When schools reopened a month ago in South Africa, the school placement crisis which has become a yearly occurrence in the country was expected.
However, many had anticipated that the school placement problem would be over after a few days and not drag on for over a month. Provincial education departments are still battling to find spaces for hundreds of students across the country who have been rendered schoolless by the school placement crisis.
School placement crisis
The provincial education departments across the country have highlighted that there have been a lot of contributing factors to the current situation, including lack of space to build more schools, learners migrating to other areas, late applications and parents having preferences of schools they would like their children to attend.
On 15th February, a day before students went back to school, the department of basic education’s director-general, Mathanzima Mweli shared a report that showed that about 16,117 grade eight students and 8982 grade one students were yet to find a vacancy in their respective grades.
In a report released by the Mail & Guardian which sought to get the whole picture of the situation by sending questions to all provincial education departments regarding learners placement, they found that some provinces such as Limpopo, the Northern Cape, Eastern Cape and the Free State had already managed to place all their students in schools.
However, some provinces such as Gauteng were still struggling with school placement, recording about 917 grade one students and 1,484 grade eight students who were yet to have a place in school.
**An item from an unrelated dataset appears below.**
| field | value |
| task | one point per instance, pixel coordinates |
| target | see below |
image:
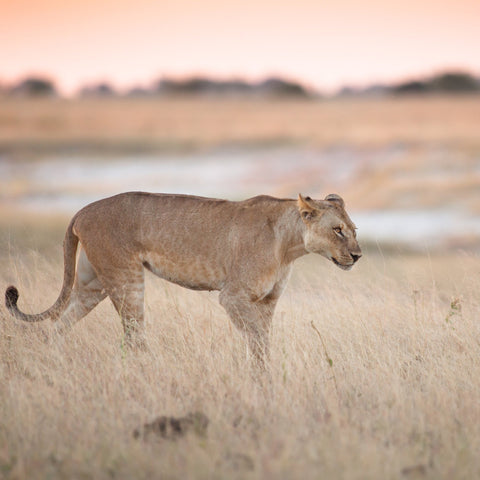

Steve Mabona, the spokesperson for the province’s education department clarified that these statistics were not painting accurate data since they had not been updated.
North West education department, through its spokesperson, Elias Malindi, indicated that they had been able to place 14,244 grade one students at school. However, the department did not indicate whether they had managed to get all the students to schools.
The same situation was also observed in the KwaZulu-Natal education department and Western Cape which still had thousands of students unadmitted to schools.